Although Musharraf admitted that the Pakistani government had never exercised control over the border area, the former diplomat recalled, he said this was "a good time to begin". The Pakistani president offered to redeploy 60,000 troops to the area from the border with India but said his army would need airlift assistance from the United States.

But the Pakistani redeployment never happened, according to Lamm, because it wasn't logistically feasible. Lamm recalled that it would have required an entire aviation brigade, including hundreds of helicopters, and hundreds of support troops to deliver that many combat troops to the border region - far more than was available.

Lamm said the ARCENT had so few strategic lift resources that it had to use commercial aircraft at one point to move US supplies in and out of Afghanistan.

Even if the helicopters had been available, however, they could not have operated with high effectiveness in the mountainous Afghanistan-Pakistan border region near the Tora Bora caves, according to Lamm, due to a combination of high altitude and extreme weather.

Franks did manage to insert 1,200 marines into Kandahar on November 26 to establish control of the airbase there. They were carried to the base by helicopters from an aircraft carrier that had steamed into the Gulf from the Pacific, according to Lamm.

The marines patrolled roads in the Kandahar area hoping to intercept al-Qaeda officials heading toward Pakistan. But DeLong, now retired, said in an interview that the marines would not have been able to undertake the blocking mission at the border. "It wouldn't have worked - even if we could have gotten them up there," he said. "There weren't enough to police 1,500 kilometers of border."

US troops probably would also have faced armed resistance from the local tribal population in the border region, according to DeLong. The tribesmen in local villages near the border "liked bin Laden", he said "because he had given them millions of dollars".

Had the Bush administration's priority been to capture or kill the al-Qaeda leadership, it would have deployed the necessary ground troops and airlift resources in the theater over a period of months before the offensive in Afghanistan began.

"You could have moved American troops along the Pakistani border before you went into Afghanistan," said Lamm. But that would have meant waiting until spring 2002 to take the offensive against the Taliban, according to Lamm.

The views of Bush's key advisers, however, ruled out any such plan from the start. During the summer of 2001 Rumsfeld refused to develop contingency plans for military action against al-Qaeda in Afghanistan, despite a National Security Presidential Directive that called for such planning, according to the 9-11 Commission report.

Rumsfeld and deputy defense secretary Paul Wolfowitz resisted such planning for Afghanistan because they were hoping that the White House would move quickly on military intervention in Iraq. According to the 9-11 Commission, at four deputies' meetings on Iraq between May 31 and July 26, 2001, Wolfowitz pushed his idea to have US troops seize all the oil fields in southern Iraq.

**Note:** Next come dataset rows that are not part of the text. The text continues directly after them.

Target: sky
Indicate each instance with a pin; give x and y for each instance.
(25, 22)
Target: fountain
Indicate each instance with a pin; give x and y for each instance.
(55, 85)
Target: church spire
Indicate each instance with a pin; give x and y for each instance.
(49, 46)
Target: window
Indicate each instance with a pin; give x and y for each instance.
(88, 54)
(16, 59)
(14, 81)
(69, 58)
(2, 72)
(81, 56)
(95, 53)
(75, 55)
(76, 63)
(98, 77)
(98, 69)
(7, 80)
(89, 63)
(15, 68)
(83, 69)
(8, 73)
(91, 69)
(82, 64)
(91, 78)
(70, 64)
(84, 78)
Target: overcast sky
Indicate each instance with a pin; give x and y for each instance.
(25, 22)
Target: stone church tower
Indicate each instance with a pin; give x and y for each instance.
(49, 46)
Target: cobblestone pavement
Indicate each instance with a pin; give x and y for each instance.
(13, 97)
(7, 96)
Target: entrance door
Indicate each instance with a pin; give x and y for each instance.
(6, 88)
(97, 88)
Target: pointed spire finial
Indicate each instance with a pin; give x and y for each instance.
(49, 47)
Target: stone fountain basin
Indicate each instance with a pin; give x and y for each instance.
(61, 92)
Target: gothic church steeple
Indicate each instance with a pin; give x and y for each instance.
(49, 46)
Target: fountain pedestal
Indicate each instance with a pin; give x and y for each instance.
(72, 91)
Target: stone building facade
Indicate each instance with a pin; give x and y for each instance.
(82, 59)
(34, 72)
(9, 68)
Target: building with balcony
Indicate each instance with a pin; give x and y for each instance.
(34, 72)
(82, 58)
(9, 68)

Even after September 11, Rumsfeld, Wolfowitz and Vice President Dick Cheney continued to resist any military engagement in Afghanistan, because they were hoping for war against Iraq instead.

Bush's top secret order of September 17 for war with Afghanistan also directed the Pentagon to begin planning for an invasion of Iraq, according to journalist James Bamford's book Pretext for War.

Cheney and Rumsfeld pushed for a quick victory in Afghanistan in NSC meetings in October, as recounted by both Woodward and Undersecretary of Defense Douglas Feith. Lost in the eagerness to wrap up the Taliban and get on with the Iraq War was any possibility of preventing Bin Laden's escape to Pakistan.

Gareth Porter is an investigative historian and journalist specializing in US national security policy. The paperback edition of his latest book, Perils of Dominance: Imbalance of Power and the Road to War in Vietnam, was published in 2006.